Identify contaminants in my transcriptomic sequences
1
0
Entering edit mode
7 months ago

Dear community, I'm currently working with the transcriptome from a nonmodel plant organism. For this study I began to assemble a transcriptome using the genome as a guide and using short + long reads. Afterward, I decided to extract all the non-mapping read pairs (from short reads) and nonmapping long reads (around 10% of the data) and build a new transcriptome reference-free. I also decided to check the quality of the non-mapping reads. Not surprisingly, I got some reads which I suspect have contamination since some of the samples contained 2 highpoints in the GC content plot. I assembled my reads using Trinity and I decided to blast randomly 100 sequences against nr. I was expecting to find fungi, human or animal sequences, but instead, I only got plant sequences in my results. Although this appears to be good news I want to make sure I really do not have contaminants sequences. What would be the best path to make sure I do not have contamint sequences?

Assembly transcriptome de-novo • 331 views
0
Entering edit mode
7 months ago
GenoMax 107k

What would be the best path to make sure I do not have contaminant sequences?

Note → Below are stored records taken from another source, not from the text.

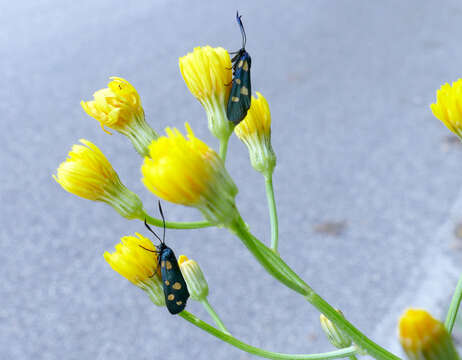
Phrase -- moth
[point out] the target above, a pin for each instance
(175, 289)
(240, 96)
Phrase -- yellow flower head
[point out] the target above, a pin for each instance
(194, 277)
(133, 259)
(119, 107)
(425, 338)
(448, 106)
(186, 171)
(88, 173)
(255, 132)
(208, 75)
(334, 334)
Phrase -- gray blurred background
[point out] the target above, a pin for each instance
(367, 181)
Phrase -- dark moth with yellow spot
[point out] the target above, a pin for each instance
(175, 289)
(240, 96)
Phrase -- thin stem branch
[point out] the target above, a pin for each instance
(454, 307)
(173, 224)
(272, 211)
(214, 316)
(260, 352)
(274, 265)
(223, 148)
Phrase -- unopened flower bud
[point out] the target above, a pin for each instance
(194, 277)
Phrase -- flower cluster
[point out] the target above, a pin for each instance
(184, 170)
(425, 338)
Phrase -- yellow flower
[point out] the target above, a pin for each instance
(255, 132)
(133, 259)
(425, 338)
(334, 334)
(119, 107)
(188, 172)
(208, 75)
(88, 173)
(194, 277)
(448, 106)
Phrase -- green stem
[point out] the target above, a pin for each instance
(260, 352)
(282, 272)
(454, 307)
(223, 148)
(272, 211)
(214, 316)
(174, 225)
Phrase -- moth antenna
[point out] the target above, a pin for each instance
(241, 26)
(149, 228)
(163, 219)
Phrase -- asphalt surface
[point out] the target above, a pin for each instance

More sequencing and careful annotation work. While you have done your assemblies I doubt you have a finished genome for your organism (that last 10% may take more work as the first 90%). So it is quite possible that what you have are sequences from your organism. You can design some PCR primers and see if you can recover the sequences from genome.

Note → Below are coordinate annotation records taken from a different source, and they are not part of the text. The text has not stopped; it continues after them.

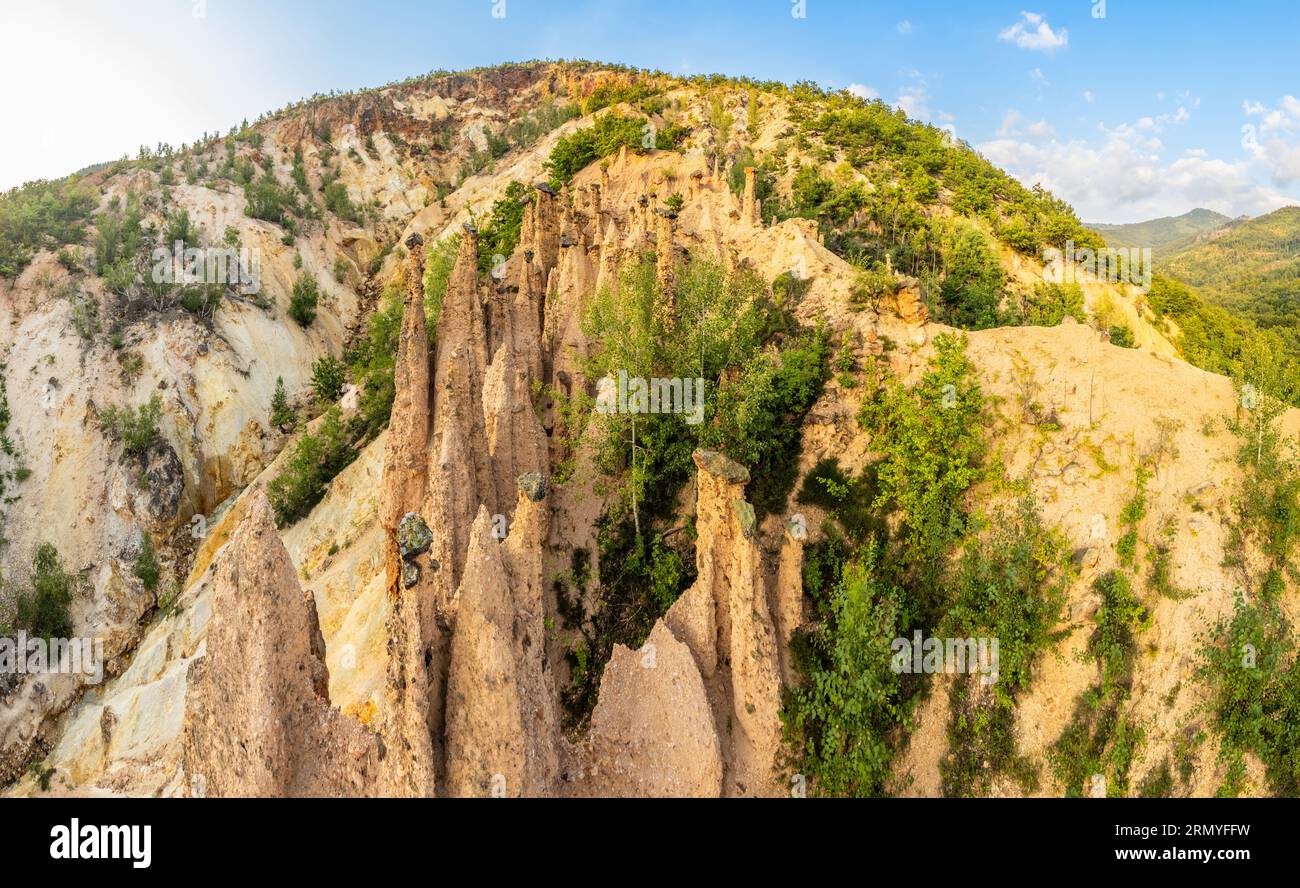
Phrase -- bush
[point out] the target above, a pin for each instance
(501, 234)
(281, 414)
(316, 459)
(1255, 700)
(43, 610)
(302, 303)
(135, 427)
(147, 567)
(930, 437)
(576, 151)
(329, 376)
(269, 200)
(839, 720)
(39, 216)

I was expecting to find fungi, human or animal sequences,

Why should that happen? If experimental/sequencing people were diligent in their experimental protocols then random contamination is not likely.

0
Entering edit mode

I forgot to add this to the post, but some of the samples were grown outside without controlled conditions (this is a weird experimental setup, mas it was relevant for our biological question).

More sequencing and careful annotation work. While you have done your assemblies I doubt you have a finished genome for your organism (that last 10% may take more work as the first 90%). So it is quite possible that what you have are sequences from your organism. You can design some PCR primers and see if you can recover the sequences from genome.

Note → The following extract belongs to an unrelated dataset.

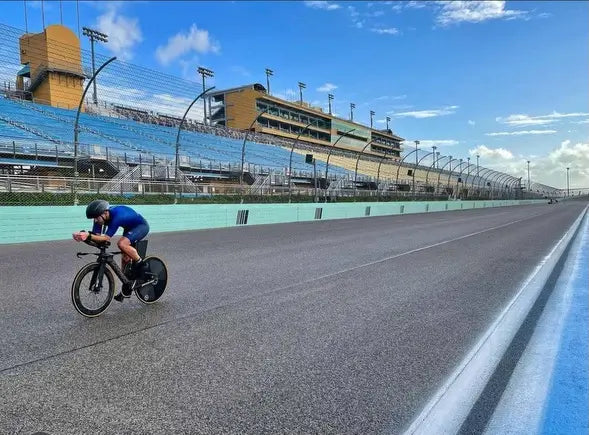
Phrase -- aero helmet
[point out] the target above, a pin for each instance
(96, 208)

I do not have the finished genome (it is not even at a chromosome level). What am I trying to figure out is if in these sequences there transcripts that does not belong to my species. Bellow is the GC plot I talked in my post

0
Entering edit mode

Judging this purely using informatics is going to be inconclusive. As you already discovered some of these are coming up as plant sequences. That of course does not say much since they could be from diverse plant lineages and may represent contaminants.

I forgot to add this to the post, but some of the samples were grown outside without controlled conditions (this is a weird experimental setup, mas it was relevant for our biological question).

You could try assembling a separate transcriptome from the controlled samples and see if things similar to these sequences show up there? If they don't then this observation could be considered a +1 for these being possible contaminants.

You could also build two transcriptomes (controlled samples and not) and then only select transcripts that are common in both?

What is the long term goal of your experiment? To generate a transcriptome and stop there?

0
Entering edit mode

What is the long term goal of your experiment? To generate a transcriptome and stop there?

Currently, we have two goals: Assembly of a transcriptome for our species, that could possibly be used in future studies and using that transcriptome ourselves for DGE and network analysis.